As part of this procedure the Public Accounts Committee undertook to examine each statement of expenditure and present to the Parliament a report. The committee's report on the 1958-59 statement was presented to the House last week as its forty-third report. The Public Accounts Committee has an arrangement with the Department of the Treasury whereby the Treasury obtains from each department concerned an explanation for every item appearing in the Statement of Expenditure. Those explanations are in turn forwarded by the Treasury to the committee for its consideration. The committee has examined all those explanations and pursued further inquiries in respect of some of them. These are reported upon in the forty-third report. In that report the committee has pointed out that as a result of its suggestions the statement itself is substantially smaller this year than in previous years, although the information contained in it has in no way been reduced. On page 7 of the report reasons are given for the under-estimating of the vote " Refunds of Revenue " for which just over £2,000,000 was provided from the Advance to the Treasurer.

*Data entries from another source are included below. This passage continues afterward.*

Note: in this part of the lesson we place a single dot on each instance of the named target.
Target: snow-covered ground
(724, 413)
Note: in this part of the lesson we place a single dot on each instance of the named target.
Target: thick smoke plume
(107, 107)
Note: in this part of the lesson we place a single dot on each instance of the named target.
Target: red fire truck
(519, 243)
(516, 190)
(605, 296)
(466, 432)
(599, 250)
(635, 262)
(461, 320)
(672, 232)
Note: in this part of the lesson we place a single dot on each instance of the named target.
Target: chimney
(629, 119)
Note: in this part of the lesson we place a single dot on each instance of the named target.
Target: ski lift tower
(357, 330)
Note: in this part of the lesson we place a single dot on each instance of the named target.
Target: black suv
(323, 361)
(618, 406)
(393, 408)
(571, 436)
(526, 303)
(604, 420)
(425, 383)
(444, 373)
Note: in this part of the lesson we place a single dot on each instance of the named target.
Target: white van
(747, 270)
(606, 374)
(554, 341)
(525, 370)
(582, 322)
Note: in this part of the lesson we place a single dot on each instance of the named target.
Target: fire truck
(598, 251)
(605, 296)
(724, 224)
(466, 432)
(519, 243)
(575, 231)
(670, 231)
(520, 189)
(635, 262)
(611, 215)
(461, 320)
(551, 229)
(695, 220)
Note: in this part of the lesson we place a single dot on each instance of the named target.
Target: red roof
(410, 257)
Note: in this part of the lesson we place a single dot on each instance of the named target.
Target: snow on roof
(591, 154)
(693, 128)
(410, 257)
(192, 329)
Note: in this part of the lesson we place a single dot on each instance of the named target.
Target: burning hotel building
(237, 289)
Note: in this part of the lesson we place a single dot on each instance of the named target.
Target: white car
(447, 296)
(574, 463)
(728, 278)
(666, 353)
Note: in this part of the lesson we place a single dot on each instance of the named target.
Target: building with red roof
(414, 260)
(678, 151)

In chapter III. under the general heading of " Controlling Expenditure within the Limits of the Appropriation " the committee has deal with a number of amounts met from the advance on behalf of three departments. Those items are included because in its follow-up investigations the committee found that two of the three departments lacked an effective control procedure, while the third did not conform with an important provision of the existing law. One of these departments was the Attorney-General's Department, with whose financial procedures the committee found fault two years ago. The committee found that adequate steps had not been taken to remedy this situation. The committee therefore felt obliged to criticize the Attorney-General's Department and also the Public Service Board for its failure to take proper steps to provide the necessary personnel qualified in finance matters to run that section of the department.

In Chapter V. of its report the committee considers the reasons why an amount of something more than £1,000,000 appears in the statement under Division 194, Item 2. This figure represents the reduction in the amount expected to be recovered from the United Kingdom caused by a substantial under-spending of the provision for buildings, &c, concerned with the United KingdomAustralian joint project in South Australia. The committee also gives the reasons for expenditure from the advance of £288,500 on concessional postage for servicemen and for an item of just over £1,000,000 appearing on page 42 of the statement.

In general terms the balance of expenditure remaining a charge to the advance - -£8,900,000- is little greater than last year when it was £8,600,000. This level is not unreasonably high. The committee did notice a tendency on the part of one department at least to make greater use of the Additional Estimates, a trend which accords with the general principles enunciated by the committee from time to time. Again, the total of the items in the statement - £8,900,000 - does not represent entirely increased expenditure. As explained in paragraph 7 of the committee's report, quite substantial amounts did not represent an increase in overall spending.

I trust, Mr. Timson, that honorable members will be satisfied that the Public Accounts Committee has done a proper job on behalf of the Parliament and has discharged the functions entrusted to it by the Parliament.